Every digital nomad needs WiFi. Even a casual tourist needs WiFi. How else can you stay in touch with people, upload your pictures to Facebook and Instagram, make the bookings for your next destination, or any of the other vital functions that the internet now provides for us?
Sometimes, you can get internet access by buying a local SIM card. In some countries, however, it is prohibitively difficult to get a local SIM card (in India, for example, you need a government-issued C Form filled in by your landlord, confirming that you are a bonafide resident at your address, plus photocopies of your passport and visa, in order to get a pre-paid SIM card). Once you get a local SIM card, you may find that mobile broadband is quite expensive, and for any seriously bandwidth-intensive activity you will still want to seek out a free WiFi connection.
In other countries, such as Thailand, SIM cards are readily available, but the telecommunications providers have weak, patchy coverage, or the networks are so overloaded that mobile broadband speeds can be very low.
Boost your WiFi signal
Sometimes, you can see a WiFi connection, but the signal is so weak that you can’t effectively use it.
Boost your signal with a long range USB WiFi adapter, which has a strong transmitter and better antenna. This will receive a weak signal more strongly than the antenna built in to your laptop, enabling you to connect to WiFi hotpots that are too far away for your laptop to connect with its internal WiFi.
This can work really well in places that have WiFi in the lobby, lounge area or restaurant, but not in the rooms or bungalows. We even picked up WiFi from a resort all the way across the bay once!
After a lot of research, we recommend one particular adapter only: the Alfa AWUS036NEH. This is because:
- It’s got a strong transmitter. Generally, the problem isn’t “hearing” the high-power hotspot, it’s the hotspot “hearing” your low power device.
- It actually produces 1W or 1000mW of output power. Many others make false claims where the output power in dBm doesn’t match what it should be in milliwatts.
- It’s the smallest device to produce 1W output power
- It comes with a high gain (5dBi) removable antenna
Note carefully the model number as there are similar ones where only the last 3 letters change.
Increase speed and reliability – combine two or more WiFi connections
If you can “see” two or more WiFi hotspots, you can increase your connection speed and reliability by connecting to more than one network.
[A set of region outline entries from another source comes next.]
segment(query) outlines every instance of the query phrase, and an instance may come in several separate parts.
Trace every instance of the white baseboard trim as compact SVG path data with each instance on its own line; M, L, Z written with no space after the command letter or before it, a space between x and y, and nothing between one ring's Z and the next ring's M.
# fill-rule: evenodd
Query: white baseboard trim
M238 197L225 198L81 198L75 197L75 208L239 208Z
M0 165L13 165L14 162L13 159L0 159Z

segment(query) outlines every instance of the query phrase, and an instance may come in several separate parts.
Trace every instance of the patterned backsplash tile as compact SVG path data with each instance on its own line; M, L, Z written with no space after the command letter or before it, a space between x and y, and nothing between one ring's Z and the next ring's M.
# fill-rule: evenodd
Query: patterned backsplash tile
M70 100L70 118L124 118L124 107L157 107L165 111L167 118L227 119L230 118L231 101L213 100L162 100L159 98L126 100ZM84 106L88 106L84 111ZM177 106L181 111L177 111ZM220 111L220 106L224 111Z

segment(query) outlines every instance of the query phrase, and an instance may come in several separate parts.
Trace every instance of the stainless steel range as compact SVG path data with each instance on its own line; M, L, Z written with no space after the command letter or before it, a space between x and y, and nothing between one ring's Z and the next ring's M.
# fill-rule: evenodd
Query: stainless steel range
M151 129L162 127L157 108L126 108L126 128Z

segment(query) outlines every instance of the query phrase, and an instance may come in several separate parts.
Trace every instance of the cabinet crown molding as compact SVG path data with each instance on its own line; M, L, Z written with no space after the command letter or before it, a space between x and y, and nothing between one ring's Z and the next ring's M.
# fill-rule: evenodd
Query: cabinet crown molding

Even if you can only “see” or connect to a single hotspot, you often get a speed boost by making two connections to it, as you will be “taking a larger slice of the pie” of that hotspot, This is especially true where the hotspot speed limits connections – you can effectively double your total speed by connecting two times.
To make two (or more!) connections, you’ll need another WiFi adapter. It’s a good idea to carry a miniscule nano USB WiFi adapter, which you can plug into a USB port on your laptop (and possibly leave it there).
This adapter will let you make an additional WiFi connection, giving you much greater reliability, because the likelihood of both connections failing at the same time is much lower than the chance of a single connection failing.
If you have two or more WiFi connections at once, Windows will only use one at a time, so to get the benefits of increased speed and fewer drop-outs you need to combine or aggregate two (or more) WiFi connections using a nifty piece of software called Connectify PRO.

Combine two hotspots for greater speed with Connectify PRO
Connectify PRO includes a great program called Connectify Dispatch which combines your connections, and by default more of your internet data over whichever connection is fastest.
You heard it here first:
The Connectify company keeps very quiet about about Connectify Dispatch, instead wanting you to buy their subsidiary company’s Speedify service at about $89 per year. (While Speedify has a free trial and offers true channel bonding for the geeks, we’ve found that Connectify PRO’s Dispatch feature works just fine for our needs.)
We don’t pay the extra for Connectify MAX, because we don’t use it’s extra features.
Share a WiFi connection with all your devices
Now you have your laptop humming along on reliable, high speed WiFi, what about your tablet, phone, Kindle, and other devices?
Using Connectify PRO, you can create your own virtual WiFi hotspot from your laptop, which shares your aggregated WiFi signal from multiple sources as if it were a single WiFi hotspot.
You phone, kindle, tablet etc all connect to your laptop, which means you don’t need to enter a new password on every one of your devices each time you connect to a new WiFi hotspot.
The benefits of this arrangement are many:
1. Save money on paid WiFi connections
If you are in an environment where the WiFi provider is charging per device, you need only pay for your laptop, and all your other devices can connect for free.
2. Connect an unlimited number of devices
Often, a WiFi access code will work for only one or two devices. This limitation is designed to reduce the data you will use, and is particularly common in free WiFi situations.
Simply connect your laptop, and all the other devices can connect without needing their own access codes.
3. Save time and hassle
Enter one WiFi access code, one time, and all your other devices can connect automatically.